How to perform a patient assessment as an EMT
Conducting a patient assessment as an EMT involves a structured, systematic approach to evaluate the patient’s condition, provide timely interventions, and ensure optimal care. Here are the critical steps to follow:
Step 1: Scene size-up
Begin by ensuring the scene is safe for yourself, your team, and the patient. Assess for hazards such as traffic, fire, unstable structures, or other dangers. Determine the number of patients and identify if multiple individuals require triage. If additional resources or specialized teams are needed, request them immediately. If the mechanism of injury suggests potential spinal trauma, prepare for cervical spine immobilization.
Step 2: Primary assessment
Perform a quick evaluation to identify and address any life-threatening conditions. Start with a general impression of the patient, focusing on their overall appearance and level of distress. Assess the patient’s level of consciousness using the AVPU scale (Alert, Verbal, Pain, Unresponsive) to determine their responsiveness. Identify the chief complaint or the primary reason for seeking medical attention.
Step 3: Assess airway, breathing, and circulation (ABCs)
Ensure the patient’s airway is open and clear. If it is obstructed, use appropriate techniques such as the head-tilt/chin-lift or jaw-thrust maneuver to clear it. Evaluate the patient’s breathing rate, depth, and effort. If breathing is inadequate, provide oxygen or ventilation support, such as a bag-valve mask. Check circulation by assessing the patient's pulse for rate and quality. Look for signs of shock, such as pale, cool, or clammy skin, and control any significant bleeding using direct pressure or a tourniquet if necessary.
Step 4: Obtain patient history
Gathering the patient’s history provides critical context for your assessment. Use the SAMPLE mnemonic to guide this process. Ask about the symptoms the patient is experiencing, any known allergies, current medications, past medical history, and when the patient last ate or drank. Additionally, inquire about the events leading up to the present condition to understand what might have triggered their symptoms.
Step 5: Secondary assessment and physical exam
Conduct a thorough physical examination, focusing on the patient’s head, neck, chest, abdomen, pelvis, extremities, and back. You may perform a focused or full-body assessment depending on the patient's condition. Look for visible injuries such as deformities, bleeding, swelling, or bruising. Palpate and auscultate as necessary to identify abnormalities. Reassess the patient’s vital signs, including blood pressure, pulse, respiratory rate, oxygen saturation, temperature, and blood glucose levels.
Step 6: Provide interventions and ongoing care
Based on your findings, initiate appropriate treatments. Administer medications, manage fractures, control bleeding, or apply bandages as required. Continuously monitor the patient’s response to your interventions, ensuring that any changes in condition are addressed promptly.
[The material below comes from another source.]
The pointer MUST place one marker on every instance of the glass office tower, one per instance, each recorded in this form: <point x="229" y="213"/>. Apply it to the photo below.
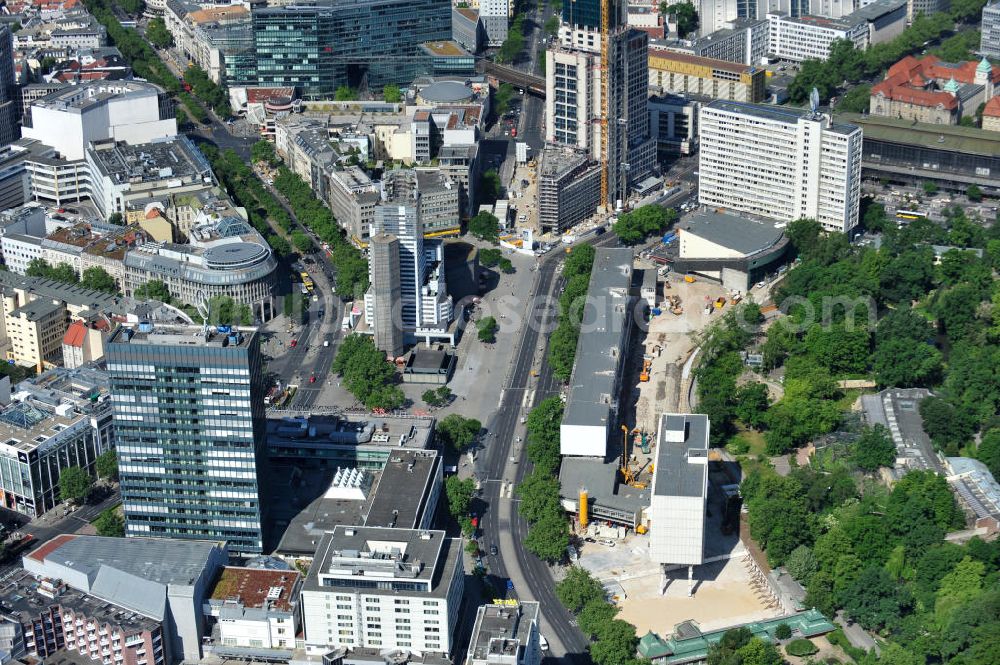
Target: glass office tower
<point x="320" y="45"/>
<point x="189" y="422"/>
Step 7: Determine transport decision
Evaluate the severity of the patient’s condition to determine the urgency and method of transportation. High-priority patients requiring immediate care should be transported as quickly as possible. Decide on the appropriate mode of transport, whether by ground ambulance, air transport, or other means. Communicate effectively with your team and the receiving facility, providing all relevant information about the patient’s condition, history, and care administered.